Forse. Di certo, l’evento storico da segnare sul calendario non è dovuto a un percorso ecumenico, ma all’impegno di una fondazione, la “Genesis Foundation”, in collaborazione con la “Choral Foundation”.

Il prossimo 9 febbraio, dunque, il Cardinal Vincent Nichols, arcivescovo di Westminster, celebrerà i Vespri, mentre il vescovo anglicano di Londra, Richard Chartress, predicherà nella cappella di Enrico VIII, che era stata costruita dal Cardinal Thomas Wolsey all’inizio del 16esimo secolo e poi confiscata dal Re e ricostruita.

Perché il Cardinal Wolsey fu privato della cappella che aveva costruito? Perché non aveva acconsentito a dichiarare nulle le nozze di Enrico VIII con Caterina d’Aragona.

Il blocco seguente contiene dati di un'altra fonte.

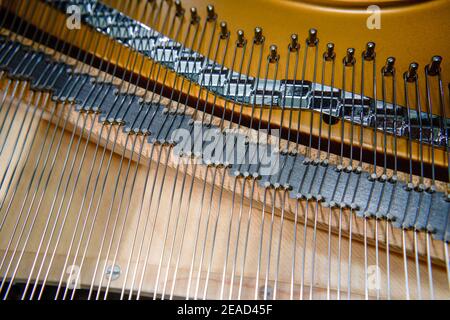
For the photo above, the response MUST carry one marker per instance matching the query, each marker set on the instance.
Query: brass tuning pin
(273, 54)
(210, 13)
(194, 15)
(329, 54)
(369, 53)
(224, 33)
(411, 74)
(312, 38)
(349, 59)
(240, 42)
(179, 10)
(259, 38)
(294, 45)
(388, 69)
(434, 68)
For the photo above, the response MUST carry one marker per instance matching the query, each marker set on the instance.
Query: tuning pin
(349, 59)
(194, 15)
(369, 53)
(329, 54)
(294, 45)
(241, 39)
(388, 69)
(224, 33)
(210, 13)
(435, 67)
(411, 74)
(312, 37)
(258, 36)
(273, 54)
(179, 10)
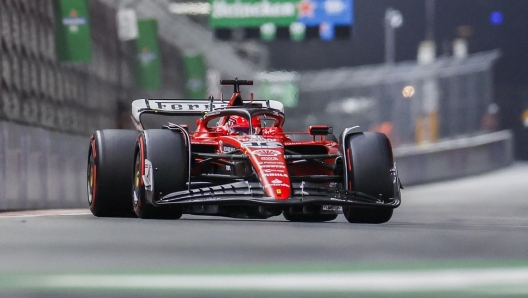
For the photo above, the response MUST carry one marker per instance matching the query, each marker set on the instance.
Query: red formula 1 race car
(238, 163)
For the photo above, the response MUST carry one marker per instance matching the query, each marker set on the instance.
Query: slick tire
(110, 159)
(167, 152)
(369, 162)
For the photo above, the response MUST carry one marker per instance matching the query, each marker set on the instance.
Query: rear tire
(110, 157)
(371, 160)
(167, 152)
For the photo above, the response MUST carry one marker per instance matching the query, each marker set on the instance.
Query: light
(408, 91)
(394, 18)
(525, 118)
(496, 18)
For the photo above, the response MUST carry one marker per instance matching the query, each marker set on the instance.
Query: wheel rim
(91, 178)
(137, 179)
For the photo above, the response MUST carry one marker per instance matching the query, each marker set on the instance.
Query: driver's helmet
(238, 125)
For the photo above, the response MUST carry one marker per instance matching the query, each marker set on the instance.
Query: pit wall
(454, 158)
(41, 169)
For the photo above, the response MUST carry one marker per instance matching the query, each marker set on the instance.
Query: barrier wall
(454, 158)
(42, 169)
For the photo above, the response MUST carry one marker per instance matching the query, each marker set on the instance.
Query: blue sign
(333, 12)
(496, 18)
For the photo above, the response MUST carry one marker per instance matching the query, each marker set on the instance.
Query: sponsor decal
(278, 185)
(275, 175)
(147, 177)
(266, 152)
(264, 163)
(272, 170)
(262, 144)
(277, 166)
(189, 106)
(269, 158)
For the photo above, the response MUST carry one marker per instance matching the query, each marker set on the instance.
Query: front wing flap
(251, 193)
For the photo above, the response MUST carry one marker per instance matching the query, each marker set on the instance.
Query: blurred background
(421, 72)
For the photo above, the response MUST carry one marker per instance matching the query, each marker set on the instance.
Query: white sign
(127, 24)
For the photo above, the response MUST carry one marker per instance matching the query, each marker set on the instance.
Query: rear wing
(188, 106)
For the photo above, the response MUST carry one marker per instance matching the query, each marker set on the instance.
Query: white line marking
(49, 212)
(389, 281)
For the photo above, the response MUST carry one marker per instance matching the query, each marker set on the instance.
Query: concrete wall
(454, 158)
(42, 169)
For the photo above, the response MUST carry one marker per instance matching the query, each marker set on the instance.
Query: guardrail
(42, 169)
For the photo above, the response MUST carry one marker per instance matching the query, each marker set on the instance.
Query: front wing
(251, 193)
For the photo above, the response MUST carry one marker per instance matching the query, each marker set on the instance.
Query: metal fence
(37, 90)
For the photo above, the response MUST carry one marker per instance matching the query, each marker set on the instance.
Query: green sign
(268, 31)
(195, 74)
(235, 13)
(73, 31)
(285, 92)
(148, 66)
(297, 31)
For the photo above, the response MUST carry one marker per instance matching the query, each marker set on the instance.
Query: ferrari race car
(238, 162)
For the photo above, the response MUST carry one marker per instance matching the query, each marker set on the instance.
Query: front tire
(166, 152)
(110, 156)
(369, 164)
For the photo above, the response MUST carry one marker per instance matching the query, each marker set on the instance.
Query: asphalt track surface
(462, 238)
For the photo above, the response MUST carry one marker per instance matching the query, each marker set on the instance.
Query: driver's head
(237, 125)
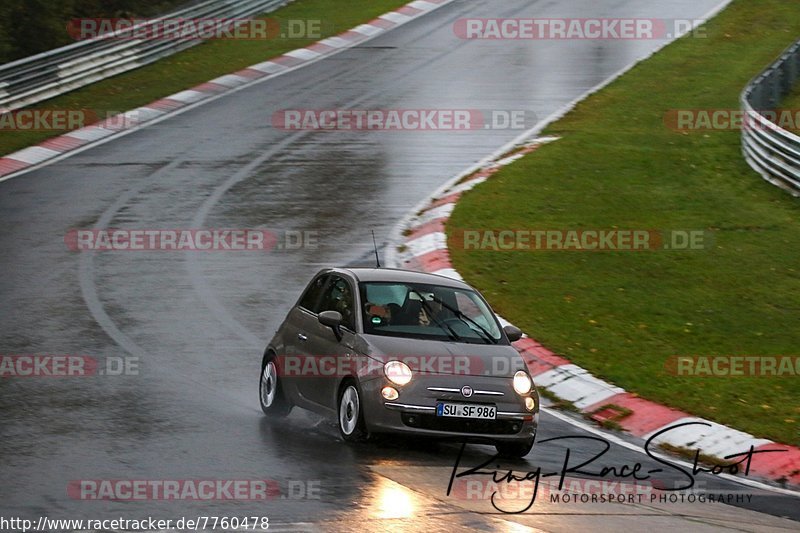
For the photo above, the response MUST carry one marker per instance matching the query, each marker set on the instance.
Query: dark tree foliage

La terza moglie di Enrico, Jane Seymour, aveva dato alla luce il principe Edoardo ad Hampton Court. Si dice che Hampton Court sia infestata dal fantasma della quinta moglie di Enrico VIII, che fu processata lì per adulterio. Sempre ad Hamtpon Court, l re sposò la sua sesta e ultima moglie, Catherine Parr.

È dal 1550 che non si celebra un rito cattolico nella Cappella Reale di Hampton Court. I Vespri saranno dedicati a San Giovanni Battista, anche perché la cappella era stata costruita sul sito dove precedentemente era ubicata la cappella dei Cavalieri Ospitalieri di San Giovanni. Prima della celebrazione, il Cardinal Nichols e il Decano ingaggeranno una conversazione su “Fede e Corona”, in cui discuteranno del ruolo della Cappella Reale nel mantenere elementi del culto cattolico fino al giorno d’oggi.